22. Un « facteur de production » a-t-il un effet d’entraînement plus initial que les autres afin qu’il y ait élévation du « niveau de vie de la population » avec le minimum d’effets pervers ?

Les trois chapitres précédents, successivement sur le capital, le profit et l’emploi, établissent que ce « facteur de production » est la mise en capital, ce dernier concept au sens univoque posé au début du chapitre 5.

23. Un rendement est-il le plus déterminant de l’élévation du « niveau de vie de la population » ?

Oui, poussent à répondre les « sciences économiques » : ce rendement est celui du travail. Cette réponse est aussi celle du patron qui s’échine à rendre le travail assez productif de vente et de marge. Cela ne suffit pas à garantir que cette réponse soit économiquement la plus pertinente.

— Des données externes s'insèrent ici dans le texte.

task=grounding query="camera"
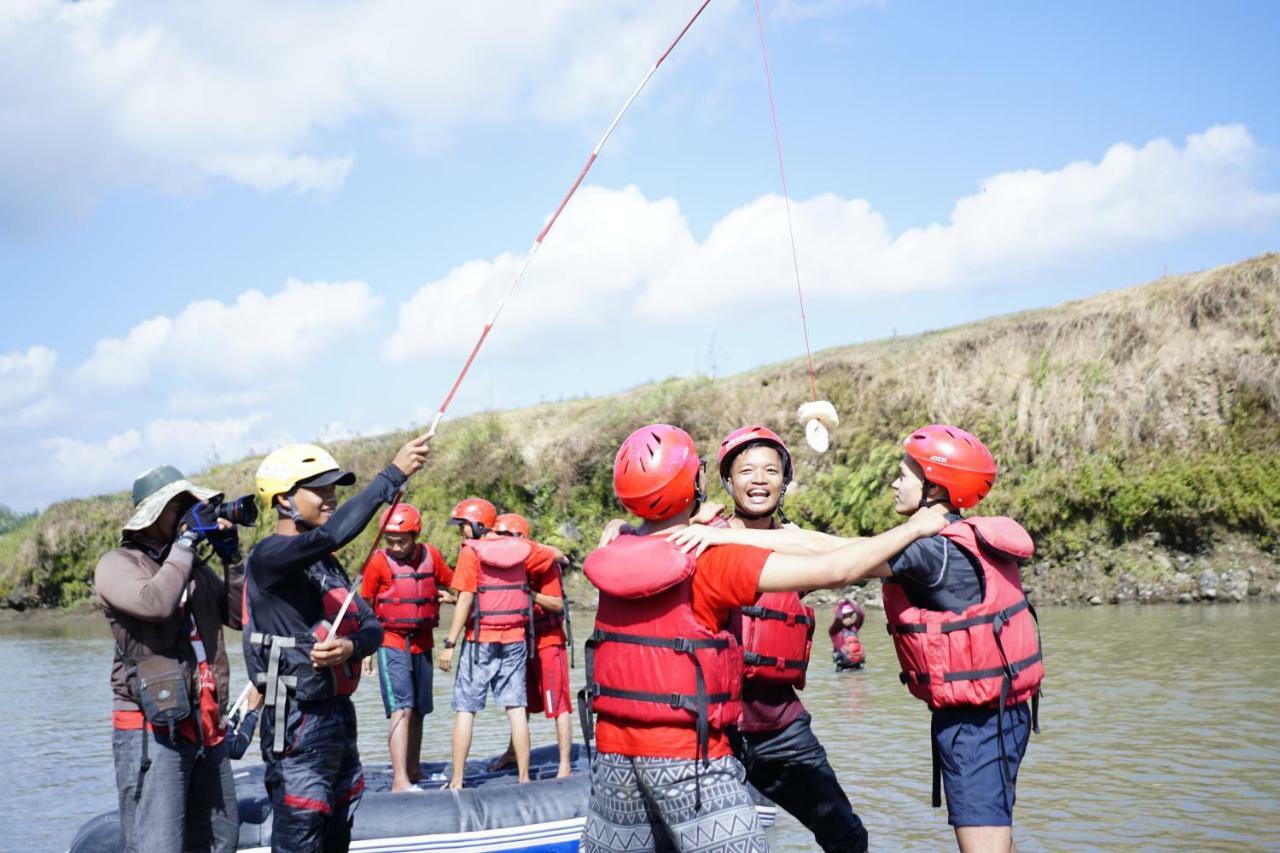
[214,494,257,528]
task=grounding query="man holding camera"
[93,465,256,853]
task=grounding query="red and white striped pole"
[428,0,712,434]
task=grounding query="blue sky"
[0,0,1280,510]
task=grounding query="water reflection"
[0,605,1280,850]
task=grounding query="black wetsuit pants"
[733,713,867,853]
[262,698,365,853]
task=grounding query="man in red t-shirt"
[582,424,941,852]
[489,512,573,779]
[360,503,453,793]
[439,498,556,790]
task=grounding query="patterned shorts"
[582,752,769,853]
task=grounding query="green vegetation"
[0,255,1280,607]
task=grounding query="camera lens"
[215,494,257,528]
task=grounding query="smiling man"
[244,435,429,850]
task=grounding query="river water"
[0,605,1280,850]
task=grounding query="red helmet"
[902,424,996,510]
[717,425,792,485]
[449,498,498,530]
[378,503,422,533]
[613,424,703,521]
[493,512,529,539]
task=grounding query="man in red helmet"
[490,512,573,779]
[680,424,1043,850]
[719,425,867,852]
[360,503,453,793]
[884,424,1043,850]
[439,498,556,789]
[580,424,942,850]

24. La hausse du revenu total du travail a-t-elle pour plafond la hausse du rendement du travail ?

Non, poussent à répondre les « sciences économiques » : ce plafond est plus bas car le fruit des « gains de productivité », sous-entendu du travail, est à partager. En entreprise, ce partage est entre les clients, les salariés et l’entreprise car c’est cette dernière qui a instrumenté ces gains. Cela semble être de bonne justice distributive. Mais nous allons constater avant la fin de ce chapitre que l’économie de la répartition du revenu global, RG, fait que ce n’est pas commutativement juste.

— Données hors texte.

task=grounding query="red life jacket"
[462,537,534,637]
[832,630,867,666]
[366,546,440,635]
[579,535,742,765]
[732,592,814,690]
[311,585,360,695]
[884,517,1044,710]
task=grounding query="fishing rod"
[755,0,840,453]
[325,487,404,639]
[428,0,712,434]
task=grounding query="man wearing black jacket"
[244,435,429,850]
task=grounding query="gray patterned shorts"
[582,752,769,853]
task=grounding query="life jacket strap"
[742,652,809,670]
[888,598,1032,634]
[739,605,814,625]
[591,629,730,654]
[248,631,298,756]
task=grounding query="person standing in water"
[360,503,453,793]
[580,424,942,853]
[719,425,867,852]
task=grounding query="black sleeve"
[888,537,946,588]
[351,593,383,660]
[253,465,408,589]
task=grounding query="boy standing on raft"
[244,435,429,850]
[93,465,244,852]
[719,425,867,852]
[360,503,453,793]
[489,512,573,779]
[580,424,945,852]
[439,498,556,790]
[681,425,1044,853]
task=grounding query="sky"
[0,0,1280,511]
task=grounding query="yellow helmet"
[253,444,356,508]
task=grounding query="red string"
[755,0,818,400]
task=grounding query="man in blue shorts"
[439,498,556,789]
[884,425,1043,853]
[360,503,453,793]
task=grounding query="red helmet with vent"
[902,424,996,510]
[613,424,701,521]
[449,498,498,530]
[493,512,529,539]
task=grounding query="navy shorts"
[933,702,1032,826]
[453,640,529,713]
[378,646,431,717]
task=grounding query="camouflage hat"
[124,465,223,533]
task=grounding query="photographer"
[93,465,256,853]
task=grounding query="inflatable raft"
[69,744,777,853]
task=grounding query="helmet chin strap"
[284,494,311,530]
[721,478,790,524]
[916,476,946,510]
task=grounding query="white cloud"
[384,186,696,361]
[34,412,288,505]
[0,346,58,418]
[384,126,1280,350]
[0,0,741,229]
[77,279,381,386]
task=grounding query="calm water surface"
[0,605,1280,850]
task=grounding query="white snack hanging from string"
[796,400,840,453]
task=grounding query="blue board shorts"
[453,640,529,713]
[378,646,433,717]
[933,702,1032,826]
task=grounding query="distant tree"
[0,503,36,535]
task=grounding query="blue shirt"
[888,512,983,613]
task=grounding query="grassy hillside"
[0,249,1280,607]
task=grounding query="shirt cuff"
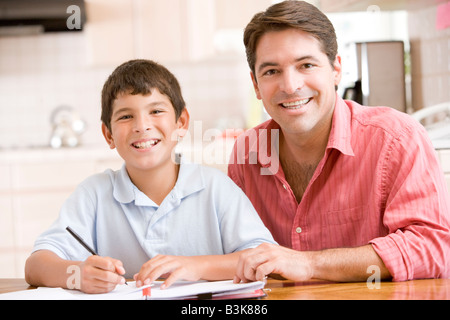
[369,234,411,281]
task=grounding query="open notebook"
[0,280,265,300]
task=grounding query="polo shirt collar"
[327,94,355,156]
[113,159,205,207]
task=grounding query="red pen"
[142,287,152,300]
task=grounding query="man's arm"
[234,244,390,282]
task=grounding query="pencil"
[66,226,128,285]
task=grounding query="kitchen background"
[0,0,450,278]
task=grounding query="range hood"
[0,0,86,33]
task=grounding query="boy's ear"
[250,71,261,100]
[102,122,116,149]
[177,108,189,138]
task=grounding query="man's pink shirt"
[228,97,450,281]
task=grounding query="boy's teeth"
[282,98,311,109]
[134,140,158,149]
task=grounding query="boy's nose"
[134,117,151,132]
[280,71,304,94]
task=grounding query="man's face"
[252,29,341,139]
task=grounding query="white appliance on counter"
[411,102,450,149]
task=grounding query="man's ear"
[250,71,261,100]
[102,122,116,149]
[177,108,190,138]
[333,55,342,87]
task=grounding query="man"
[228,1,450,281]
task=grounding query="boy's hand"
[134,255,201,289]
[80,255,125,293]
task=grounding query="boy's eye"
[263,69,277,76]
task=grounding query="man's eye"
[263,69,277,76]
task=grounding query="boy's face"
[102,89,189,174]
[252,29,341,139]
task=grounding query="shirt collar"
[327,94,355,156]
[247,94,355,168]
[113,159,205,207]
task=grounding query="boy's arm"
[25,250,125,293]
[134,250,246,289]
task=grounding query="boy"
[25,60,274,293]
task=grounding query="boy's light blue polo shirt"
[33,163,275,277]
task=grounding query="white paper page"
[0,282,151,300]
[0,280,265,300]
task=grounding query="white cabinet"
[438,149,450,192]
[0,147,123,278]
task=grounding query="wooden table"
[0,279,450,300]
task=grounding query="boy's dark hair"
[244,0,337,74]
[101,59,186,131]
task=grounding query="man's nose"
[133,115,152,132]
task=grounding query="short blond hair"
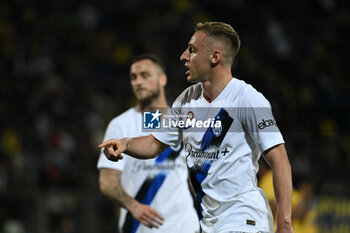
[194,22,241,60]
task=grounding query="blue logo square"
[143,110,162,129]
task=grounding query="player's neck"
[203,73,232,103]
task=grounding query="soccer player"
[99,22,293,233]
[97,54,199,233]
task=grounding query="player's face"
[180,31,211,82]
[130,59,164,103]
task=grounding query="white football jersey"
[153,79,284,232]
[97,107,199,233]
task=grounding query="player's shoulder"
[174,83,203,105]
[109,107,138,125]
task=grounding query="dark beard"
[139,88,160,106]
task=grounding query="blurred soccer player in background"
[97,54,199,233]
[99,22,294,233]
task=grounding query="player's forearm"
[265,144,293,225]
[122,135,168,159]
[273,157,293,224]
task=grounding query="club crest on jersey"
[143,109,162,129]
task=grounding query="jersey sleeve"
[239,92,284,153]
[97,118,126,171]
[152,101,182,147]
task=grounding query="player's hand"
[129,202,164,228]
[98,139,126,161]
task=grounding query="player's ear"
[210,49,222,66]
[159,73,168,87]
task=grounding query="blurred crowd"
[0,0,350,233]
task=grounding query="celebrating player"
[99,22,293,233]
[97,54,199,233]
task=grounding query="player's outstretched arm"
[264,144,294,233]
[99,168,164,228]
[98,135,168,161]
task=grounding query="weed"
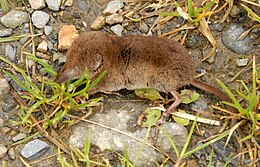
[160,0,214,24]
[217,56,260,134]
[0,0,10,13]
[0,53,105,129]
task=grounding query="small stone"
[103,1,124,15]
[1,10,29,28]
[90,16,105,30]
[140,22,149,33]
[111,24,124,36]
[106,13,124,25]
[0,78,10,99]
[8,147,16,160]
[12,133,27,142]
[221,23,252,54]
[5,44,16,61]
[29,0,45,10]
[64,0,73,6]
[44,26,52,35]
[58,25,79,50]
[0,144,7,158]
[32,11,50,28]
[236,58,248,67]
[157,123,188,152]
[77,0,88,12]
[21,139,50,160]
[37,41,48,53]
[0,28,13,37]
[46,0,61,11]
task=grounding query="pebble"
[12,133,27,142]
[58,25,79,50]
[32,11,50,29]
[140,22,149,33]
[110,24,124,36]
[0,28,13,37]
[37,41,48,53]
[77,1,88,12]
[21,139,50,160]
[29,0,45,10]
[0,144,7,158]
[0,78,10,99]
[157,122,188,153]
[8,147,16,160]
[46,0,61,11]
[221,23,252,54]
[68,101,161,167]
[64,0,73,6]
[1,10,29,28]
[236,58,248,67]
[103,1,124,15]
[5,44,17,61]
[90,16,105,30]
[44,26,53,36]
[106,13,124,25]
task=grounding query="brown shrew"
[56,31,229,122]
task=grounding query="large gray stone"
[1,10,29,28]
[29,0,45,10]
[103,0,124,15]
[46,0,61,11]
[222,23,252,54]
[32,11,50,28]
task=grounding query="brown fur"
[56,32,230,102]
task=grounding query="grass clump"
[217,57,260,136]
[0,53,105,129]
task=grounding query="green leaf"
[135,88,163,101]
[181,89,200,104]
[172,109,190,126]
[144,108,161,126]
[24,52,57,77]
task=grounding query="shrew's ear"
[91,54,103,72]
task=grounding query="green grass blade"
[159,12,180,17]
[194,1,215,16]
[0,0,10,13]
[23,52,57,77]
[89,71,106,89]
[156,125,180,158]
[180,114,199,158]
[188,0,194,17]
[22,99,46,124]
[217,79,244,112]
[183,129,230,158]
[133,122,151,166]
[3,70,42,100]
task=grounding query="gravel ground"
[0,0,260,167]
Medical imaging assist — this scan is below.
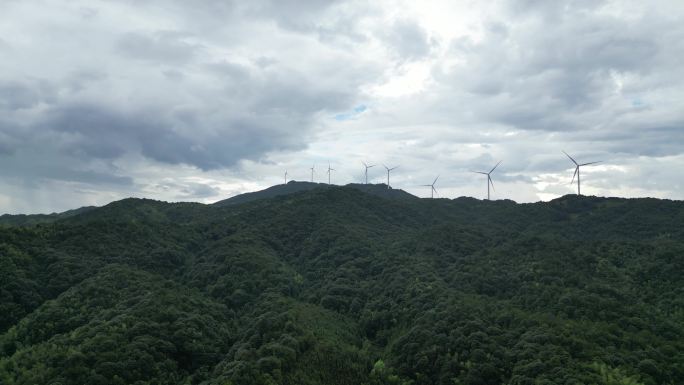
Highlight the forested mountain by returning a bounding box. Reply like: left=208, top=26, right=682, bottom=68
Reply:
left=0, top=186, right=684, bottom=385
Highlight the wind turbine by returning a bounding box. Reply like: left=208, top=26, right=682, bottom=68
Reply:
left=382, top=164, right=399, bottom=189
left=361, top=162, right=375, bottom=184
left=421, top=175, right=439, bottom=198
left=328, top=162, right=336, bottom=184
left=473, top=161, right=501, bottom=200
left=563, top=151, right=601, bottom=195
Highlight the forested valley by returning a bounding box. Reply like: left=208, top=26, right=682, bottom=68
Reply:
left=0, top=182, right=684, bottom=385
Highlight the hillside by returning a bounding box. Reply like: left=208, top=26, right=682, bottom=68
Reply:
left=214, top=180, right=416, bottom=206
left=0, top=182, right=684, bottom=385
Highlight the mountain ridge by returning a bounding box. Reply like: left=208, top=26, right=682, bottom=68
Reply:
left=0, top=186, right=684, bottom=385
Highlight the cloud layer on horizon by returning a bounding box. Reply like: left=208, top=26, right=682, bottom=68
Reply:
left=0, top=0, right=684, bottom=213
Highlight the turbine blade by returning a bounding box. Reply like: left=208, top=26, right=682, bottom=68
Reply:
left=563, top=151, right=579, bottom=166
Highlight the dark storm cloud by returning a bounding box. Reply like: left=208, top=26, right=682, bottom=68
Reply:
left=0, top=80, right=54, bottom=110
left=436, top=1, right=683, bottom=155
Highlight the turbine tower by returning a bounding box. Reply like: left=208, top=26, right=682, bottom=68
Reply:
left=382, top=164, right=399, bottom=189
left=361, top=162, right=375, bottom=184
left=473, top=161, right=501, bottom=200
left=563, top=151, right=601, bottom=195
left=421, top=175, right=439, bottom=198
left=328, top=162, right=336, bottom=184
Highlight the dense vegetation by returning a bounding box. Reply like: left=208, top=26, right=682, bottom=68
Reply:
left=0, top=186, right=684, bottom=385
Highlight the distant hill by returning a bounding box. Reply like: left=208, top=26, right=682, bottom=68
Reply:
left=214, top=181, right=416, bottom=206
left=0, top=206, right=96, bottom=226
left=0, top=187, right=684, bottom=385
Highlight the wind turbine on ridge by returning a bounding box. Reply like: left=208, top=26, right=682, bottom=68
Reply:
left=421, top=175, right=439, bottom=199
left=328, top=162, right=337, bottom=184
left=563, top=151, right=601, bottom=195
left=361, top=162, right=375, bottom=184
left=382, top=164, right=399, bottom=189
left=473, top=161, right=502, bottom=200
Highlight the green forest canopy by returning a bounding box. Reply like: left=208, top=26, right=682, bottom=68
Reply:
left=0, top=186, right=684, bottom=385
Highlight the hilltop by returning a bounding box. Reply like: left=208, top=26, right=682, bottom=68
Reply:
left=214, top=181, right=417, bottom=206
left=0, top=182, right=684, bottom=385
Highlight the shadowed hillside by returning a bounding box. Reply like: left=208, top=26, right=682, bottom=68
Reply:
left=0, top=182, right=684, bottom=385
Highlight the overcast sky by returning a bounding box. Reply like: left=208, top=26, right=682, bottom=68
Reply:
left=0, top=0, right=684, bottom=213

25. Nombreuses sont les décisions, lourdes de conséquences notamment sur l’emploi, prises eu égard à « la productivité ».

C’est pourquoi il est, pour le moins, souhaitable de faire des productivités un ensemble conforme à ce qu’est une définition en logique mathématique (proposition 1.1). Tant à des fins théoriques que pratiques, c’est en fait méthodologiquement indispensable, faute de quoi toute une part du réalisable économique socialement le plus positif n’est ni observé ni traité pour ce qu’il est.

26. Quelle est, à l’échelle de la macronomie, la productivité qui a le plus grand effet ?

Anticipons sur ce qui va être établi par la suite de ce chapitre. Pays par pays, le ratio macronomique de la famille des productivités qui a le plus grand effet est celui dont le numérateur est le revenu global, RG, et le dénominateur le stock de placements, SDP – dont fait partie le stock national de capital (sur ce dernier concept, argument 1 de la proposition 7.3). Mais pour en arriver à ce qui donne le plus sûrement accès à ce constat, passer par la définition du concept de « profitabilité » s’impose.